Practical algorithm for finding a path of length $k$ of minimum total weight in graph?
I want to find a path $v_1 \rightarrow v_2 \rightarrow \ldots \rightarrow v_k$ such that all $v_i$'s are distinct and the sum of the distances on the edges is minimized.
My question is twofold.
Does the above problem have a formal name like TSP or Hamiltonian path problem?
What are the efficient algorithms for solving this problem? I look for algorithms that is "easily" implemented modern programming languages.
Indeed, an algorithm is depth-first search from each vertex, stopping when encountered a path of length $k$?

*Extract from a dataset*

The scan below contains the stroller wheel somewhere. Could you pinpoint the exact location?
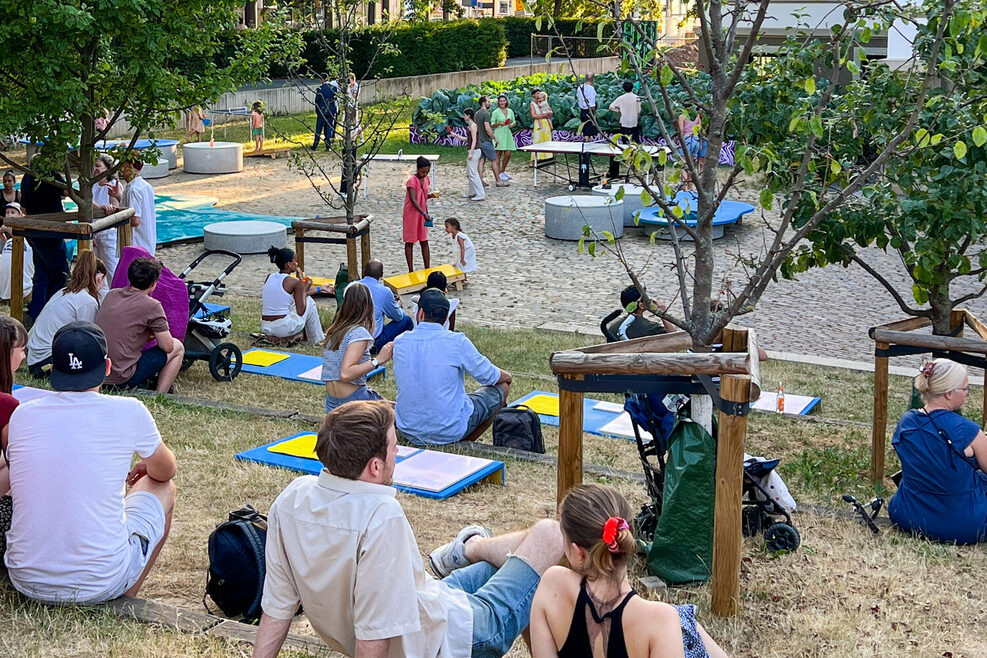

This problem does not have a standard name as far as I know. However, it is NP-hard so there is no general algorithm. Let us define the length of a path to be the number of edges that it contains and the cost of a path to be the sum of the weights of those edges.
To see that the problem is NP-hard observe that a graph $G$ on $n$ vertices contains a Hamiltonian path if and only if it contains a path of length $n - 1$ in which all vertices are distinct. If any such paths exist, then one of them has minimal cost. Thus, the Hamiltonian path problem reduces to your problem for length $k = n - 1$.
Edit: This answer previously gave an algorithm that was completely incorrect. See the comments and revision history.